So you want to be a Data Ethicist?

Congratulations!

You will probably be one of the first in the world!

For my part, I call myself this because I research and actively consider the ethical implications of using data in society. And these implications only get more far-reaching as we collect more data.

I started my journey in this area by wanting to know how deep learning models made their ‘decisions’. I am yet to find a good answer to that question — but there is ongoing research to discover this.

But really, understanding the model is only one small part of a much bigger issue. A deep learning model — or any predictive algorithm — exists within an ecosystem of humans, procedures, and politics.

And throughout the whole process is — data. There are many questions that need to be asked of data: where has it come from? How representative is it? How is it manipulated to fit in a machine learning model? What is the model trying to optimise? Does the data retain its integrity throughout the process? Where does the output data go? Does the data get interpreted in an appropriate way? And so on…

So, I would say a Data Ethicist looks at data in its local context — to meet an organisation’s objective — as well as in a social context. It could be summed up with the question: we can do this, but should we?

A Survey of ‘Data Ethicist’ on the Internet

Google Trends (7Jun17): Green = automation; Blue = artificial intelligence; Yellow = machine learning; Red = deep learning

The interest in all things data and artificial intelligence is growing rapidly. We need Data Ethicists to manage the social implications. Don’t bother searching for ‘Data Ethicist’ within Trends though — it’s not on the radar!

A search on Google Scholar comes back with 4 results for “Data Ethicist”.

A standard Google web search comes back with 705 results. The vast majority of these results are syndicated snippets of one article, or in various ways, not very reliable. But of the more interesting items, I’ll provide a timeline below.

2017

boingboing, “Ethics and AI: all models are wrong, some are useful, and some of those are good”

An article about a presentation by Abe Gong.

“Gong reiterates the important point that the problem is rarely with algorithms, but rather with training data — machine learning just lets us hide our sampling bias behind a black box, providing a veneer of empiricism that overlays racism and discrimination.”

2016

NATIONAL SECURITY TELECOMMUNICATIONS ADVISORY COMMITTEE, “NSTAC Report to the President on Big Data Analytics” (PDF)

The report makes a number of recommendations calling for the involvement of a data ethicist in big data projects.

“Data Ethicist: One whose judgment on the ethics of data usage has come to be trusted by a specific community, and is expressed in some way that makes it possible for others to mimic or approximate that judgment.”

2015

Accenture, “The Case for Data Ethics”

“Forty-two percent of respondents to a survey taken at the Joint Statistical Meeting’s annual gathering in August 2014 agreed that ethical research standards should be in place for data scientists, while 43 percent said that ethics already plays “a big part” in their research.”

“By 2017, they expect that 25 percent of large enterprises will have a digital code of conduct, and by 2018, that fully half of business ethics violations will be caused by the improper use of big data analytics.”

“If the entity in question is a platform, the effects of lax ethical data practices are compounded and can ripple throughout systems — even more so if decision making is being performed by automated algorithms.”

“To protect public safety, these sense-and-respond systems must be governed by ethical algorithms.”

The Alliance for Media, Arts + Culture, “Data, Ethics, Community”

“I’m remembering some of the ideas that Anna Lauren Hoffman, the data ethicist from UC Berkeley, shared with us on this topic:

There are ethics to citizen science, and tension around the validity of data collected on the ground by individuals.
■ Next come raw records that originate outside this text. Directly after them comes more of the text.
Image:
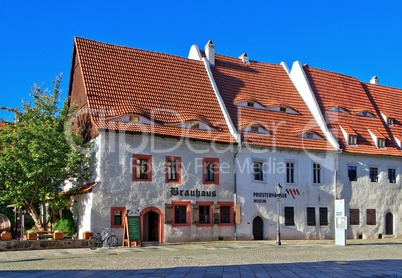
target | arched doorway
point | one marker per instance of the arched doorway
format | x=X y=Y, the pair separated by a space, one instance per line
x=389 y=224
x=258 y=228
x=152 y=225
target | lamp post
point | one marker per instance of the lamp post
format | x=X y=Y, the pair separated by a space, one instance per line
x=278 y=190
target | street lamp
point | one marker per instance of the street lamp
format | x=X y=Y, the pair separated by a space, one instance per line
x=278 y=190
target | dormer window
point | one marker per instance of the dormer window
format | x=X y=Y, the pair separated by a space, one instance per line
x=195 y=125
x=134 y=119
x=352 y=140
x=381 y=143
x=365 y=114
x=254 y=128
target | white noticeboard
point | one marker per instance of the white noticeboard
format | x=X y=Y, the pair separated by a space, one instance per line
x=341 y=222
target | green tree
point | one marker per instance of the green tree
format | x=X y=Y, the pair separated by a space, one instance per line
x=39 y=152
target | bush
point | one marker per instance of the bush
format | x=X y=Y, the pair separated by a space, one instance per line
x=66 y=223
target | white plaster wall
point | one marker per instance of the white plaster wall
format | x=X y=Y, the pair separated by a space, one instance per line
x=362 y=194
x=311 y=195
x=116 y=188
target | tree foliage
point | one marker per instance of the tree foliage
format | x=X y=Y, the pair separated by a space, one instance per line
x=39 y=152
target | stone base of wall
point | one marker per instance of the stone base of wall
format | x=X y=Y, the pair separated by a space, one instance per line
x=15 y=245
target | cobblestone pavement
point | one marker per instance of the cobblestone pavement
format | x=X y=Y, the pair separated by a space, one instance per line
x=360 y=258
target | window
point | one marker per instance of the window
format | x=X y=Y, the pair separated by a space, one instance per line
x=204 y=214
x=370 y=217
x=195 y=125
x=290 y=172
x=210 y=170
x=134 y=118
x=373 y=174
x=289 y=216
x=391 y=176
x=323 y=216
x=181 y=213
x=354 y=217
x=311 y=216
x=116 y=217
x=352 y=140
x=381 y=143
x=258 y=170
x=352 y=173
x=173 y=169
x=316 y=173
x=224 y=213
x=142 y=167
x=254 y=128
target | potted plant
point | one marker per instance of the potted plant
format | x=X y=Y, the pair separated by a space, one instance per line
x=58 y=234
x=87 y=234
x=5 y=235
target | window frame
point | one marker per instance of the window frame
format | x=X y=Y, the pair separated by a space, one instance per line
x=112 y=218
x=290 y=172
x=142 y=157
x=394 y=175
x=187 y=204
x=169 y=159
x=317 y=173
x=311 y=221
x=216 y=170
x=349 y=173
x=373 y=175
x=289 y=215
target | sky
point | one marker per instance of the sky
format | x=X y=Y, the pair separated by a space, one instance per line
x=360 y=38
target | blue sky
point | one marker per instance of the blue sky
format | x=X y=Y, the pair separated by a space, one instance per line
x=360 y=38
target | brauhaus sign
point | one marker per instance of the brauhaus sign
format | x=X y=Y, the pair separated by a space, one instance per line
x=175 y=191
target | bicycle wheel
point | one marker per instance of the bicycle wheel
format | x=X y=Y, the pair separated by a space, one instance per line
x=93 y=243
x=112 y=241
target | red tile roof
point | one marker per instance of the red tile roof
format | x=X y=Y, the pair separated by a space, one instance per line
x=270 y=86
x=333 y=89
x=168 y=89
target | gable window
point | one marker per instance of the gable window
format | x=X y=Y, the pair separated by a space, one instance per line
x=352 y=140
x=352 y=173
x=142 y=167
x=354 y=217
x=316 y=173
x=290 y=172
x=373 y=174
x=173 y=169
x=210 y=170
x=323 y=216
x=381 y=142
x=258 y=170
x=134 y=118
x=195 y=125
x=311 y=216
x=250 y=104
x=391 y=176
x=116 y=216
x=370 y=217
x=289 y=216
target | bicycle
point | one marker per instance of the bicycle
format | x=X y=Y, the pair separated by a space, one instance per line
x=106 y=238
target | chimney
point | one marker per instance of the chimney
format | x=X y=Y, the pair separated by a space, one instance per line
x=374 y=80
x=210 y=52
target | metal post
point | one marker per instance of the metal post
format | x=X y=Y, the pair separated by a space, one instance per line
x=278 y=229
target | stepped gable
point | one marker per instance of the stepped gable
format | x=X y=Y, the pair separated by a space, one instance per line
x=269 y=86
x=167 y=90
x=356 y=112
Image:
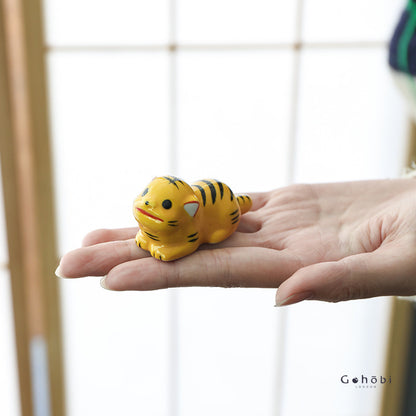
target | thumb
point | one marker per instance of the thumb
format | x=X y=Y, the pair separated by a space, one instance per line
x=382 y=272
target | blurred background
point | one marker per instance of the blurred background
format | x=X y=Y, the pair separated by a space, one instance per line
x=257 y=93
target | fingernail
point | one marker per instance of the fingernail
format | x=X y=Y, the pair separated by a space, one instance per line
x=59 y=273
x=295 y=298
x=102 y=283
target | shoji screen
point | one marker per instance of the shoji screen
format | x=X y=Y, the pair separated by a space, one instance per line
x=255 y=93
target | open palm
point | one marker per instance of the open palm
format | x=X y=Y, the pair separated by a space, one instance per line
x=329 y=242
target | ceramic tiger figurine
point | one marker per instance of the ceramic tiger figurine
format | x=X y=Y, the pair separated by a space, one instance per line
x=175 y=218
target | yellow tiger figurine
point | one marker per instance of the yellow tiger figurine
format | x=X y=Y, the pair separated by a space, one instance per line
x=175 y=218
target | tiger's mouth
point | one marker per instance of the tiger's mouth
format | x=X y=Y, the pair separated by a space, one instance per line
x=142 y=211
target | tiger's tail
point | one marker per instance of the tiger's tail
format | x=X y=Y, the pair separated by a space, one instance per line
x=245 y=203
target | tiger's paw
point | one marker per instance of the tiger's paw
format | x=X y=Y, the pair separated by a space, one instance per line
x=141 y=241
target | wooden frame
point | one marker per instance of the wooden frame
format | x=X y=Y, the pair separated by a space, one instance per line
x=28 y=197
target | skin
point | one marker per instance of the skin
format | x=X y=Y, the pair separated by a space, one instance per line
x=330 y=242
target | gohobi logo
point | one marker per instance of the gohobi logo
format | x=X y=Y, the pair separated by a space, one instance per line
x=365 y=382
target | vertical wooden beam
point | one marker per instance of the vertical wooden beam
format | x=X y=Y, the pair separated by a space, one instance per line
x=27 y=182
x=401 y=324
x=401 y=320
x=14 y=230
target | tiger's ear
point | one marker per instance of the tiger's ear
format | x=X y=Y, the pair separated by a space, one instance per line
x=191 y=208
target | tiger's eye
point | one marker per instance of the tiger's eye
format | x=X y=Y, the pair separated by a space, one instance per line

This is a form of gatekeeping.
Think about privacy and social data — when working with communities, information about one often provides information about a whole group of people.
Think about the politics of platforms — how technology is designed and who the platforms include and exclude.
With data, we face some of the same issues as when we are thinking of information and design — you come in with a set of categories/classifications and are ready to put data in those boxes and they don’t fit into those boxes.”

2013

Information Week, “Why You’ll Need A Big Data Ethics Expert”

This is the go-to article for a few others online when they make a reference to ‘getting a data ethicist’.

“Along with big data technology developers, your company should be thinking about adding a ‘big data ethicist.’”

“The looming issue in big data isn’t technology but the decisions associated with how, when and if results should be provided.”